White House: Just 14 Months Away from the Lowest Unemployment Rate in Recorded History!

On Friday, the White House Council of Economic Advisers (CEA) issued an analysis of what the Washington Post’s Ezra Klein described as a “horrible jobs report.” The administration’s analysis took a different view, and despite the Post’s admonition, appeared to celebrate the report’s 6.7 percent unemployment rate. The CEA analysis noted that the 6.7 percent rate is “the lowest since October 2008” and has fallen “1.2 percentage points from December 2012 to December 2013.”

This analysis is sunny to say the least. Nowhere in the report is there mention that most of the decline in the unemployment rate is due to the 347,000 workers that left the labor force in December – people who just gave up looking for a job.

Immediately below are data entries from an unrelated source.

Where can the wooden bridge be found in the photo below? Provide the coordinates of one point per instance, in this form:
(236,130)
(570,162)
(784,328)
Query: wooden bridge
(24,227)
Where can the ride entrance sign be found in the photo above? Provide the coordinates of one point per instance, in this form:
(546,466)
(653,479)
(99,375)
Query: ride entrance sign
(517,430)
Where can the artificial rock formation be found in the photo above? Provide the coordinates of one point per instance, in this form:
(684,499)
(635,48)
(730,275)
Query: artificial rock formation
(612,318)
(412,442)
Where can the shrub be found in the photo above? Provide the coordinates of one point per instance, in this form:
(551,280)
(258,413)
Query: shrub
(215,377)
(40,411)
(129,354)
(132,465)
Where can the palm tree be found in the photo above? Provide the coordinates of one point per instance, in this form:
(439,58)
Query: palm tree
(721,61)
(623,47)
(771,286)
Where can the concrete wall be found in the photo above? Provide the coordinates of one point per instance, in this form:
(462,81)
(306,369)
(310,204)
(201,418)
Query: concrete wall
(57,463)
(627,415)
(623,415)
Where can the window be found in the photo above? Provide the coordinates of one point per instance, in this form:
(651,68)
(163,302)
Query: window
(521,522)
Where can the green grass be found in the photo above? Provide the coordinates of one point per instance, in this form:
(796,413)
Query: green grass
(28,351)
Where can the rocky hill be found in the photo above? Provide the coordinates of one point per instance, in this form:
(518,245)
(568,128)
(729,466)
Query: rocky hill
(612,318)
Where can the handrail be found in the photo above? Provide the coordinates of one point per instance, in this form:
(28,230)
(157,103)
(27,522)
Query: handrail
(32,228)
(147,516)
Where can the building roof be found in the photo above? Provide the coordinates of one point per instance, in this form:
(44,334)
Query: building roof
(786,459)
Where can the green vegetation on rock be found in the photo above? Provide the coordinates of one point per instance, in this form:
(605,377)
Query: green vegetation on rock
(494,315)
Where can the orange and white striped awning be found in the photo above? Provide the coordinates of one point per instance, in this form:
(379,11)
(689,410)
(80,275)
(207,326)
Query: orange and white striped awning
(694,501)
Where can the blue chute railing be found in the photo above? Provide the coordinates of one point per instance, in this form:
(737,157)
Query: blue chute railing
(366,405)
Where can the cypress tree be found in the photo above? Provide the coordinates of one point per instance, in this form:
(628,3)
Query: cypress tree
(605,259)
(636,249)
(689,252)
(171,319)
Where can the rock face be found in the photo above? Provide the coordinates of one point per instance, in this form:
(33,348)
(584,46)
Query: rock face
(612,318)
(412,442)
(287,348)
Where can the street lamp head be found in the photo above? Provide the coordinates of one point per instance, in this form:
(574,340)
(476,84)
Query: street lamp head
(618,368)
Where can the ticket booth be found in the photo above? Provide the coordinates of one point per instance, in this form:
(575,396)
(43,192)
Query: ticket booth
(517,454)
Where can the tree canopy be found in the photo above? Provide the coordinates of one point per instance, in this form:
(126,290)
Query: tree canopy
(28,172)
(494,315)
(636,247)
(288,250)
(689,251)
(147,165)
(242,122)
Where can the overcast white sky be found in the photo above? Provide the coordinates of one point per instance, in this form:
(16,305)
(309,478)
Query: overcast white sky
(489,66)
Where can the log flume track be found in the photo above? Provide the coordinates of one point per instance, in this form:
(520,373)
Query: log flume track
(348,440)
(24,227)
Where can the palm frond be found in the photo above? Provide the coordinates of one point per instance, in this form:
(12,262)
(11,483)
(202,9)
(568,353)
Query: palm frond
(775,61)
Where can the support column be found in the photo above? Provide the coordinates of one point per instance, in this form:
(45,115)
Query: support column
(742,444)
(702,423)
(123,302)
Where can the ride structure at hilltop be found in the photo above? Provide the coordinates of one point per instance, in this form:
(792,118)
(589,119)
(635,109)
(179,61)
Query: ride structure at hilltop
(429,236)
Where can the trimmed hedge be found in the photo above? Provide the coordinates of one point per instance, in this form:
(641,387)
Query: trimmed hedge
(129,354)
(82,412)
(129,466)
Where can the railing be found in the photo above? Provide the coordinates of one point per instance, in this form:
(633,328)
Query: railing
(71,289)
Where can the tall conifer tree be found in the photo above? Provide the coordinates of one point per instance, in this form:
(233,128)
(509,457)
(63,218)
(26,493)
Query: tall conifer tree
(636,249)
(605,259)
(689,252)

The analysis also fails to mention that over the December 2012-December 2013 period, the labor force lost over half a million workers. Factoring these individuals back into the equation alone would take away 0.3 percentage points in the unemployment rate ‘improvement,’ a quarter of the celebrated gains.

The result is a labor force participation rate that has been in steady decline; with the December rate matching the lowest rate since March of 1978 (October’s rate also matched this rate). But the celebratory tone of the CEA report appears blithely ignorant of this trend, and rather seems to embrace its persistence as long as the unemployment rate keeps falling. Such a trend would take the participation rate down further still, to levels not seen since the early 70’s:

The CEA’s report is divorced from reality, and suggests a type of analysis that revels in convenient math underpinned by lousy economic trends. If today’s report is so great, why not take a step further? In fact, why isn’t the White House forecasting record low unemployment in the coming year? Indeed, extrapolating today’s jobs report would result in 2.3 percent unemployment in the month of February 2015, the lowest in recorded history (really just BLS’s dataset). Granted, an additional 8 million workers would have left the labor force, but still, 2.3 has a nice ring to it. Perhaps the White House knows better than to rely on this type of analysis, except perhaps when there’s nothing else to say.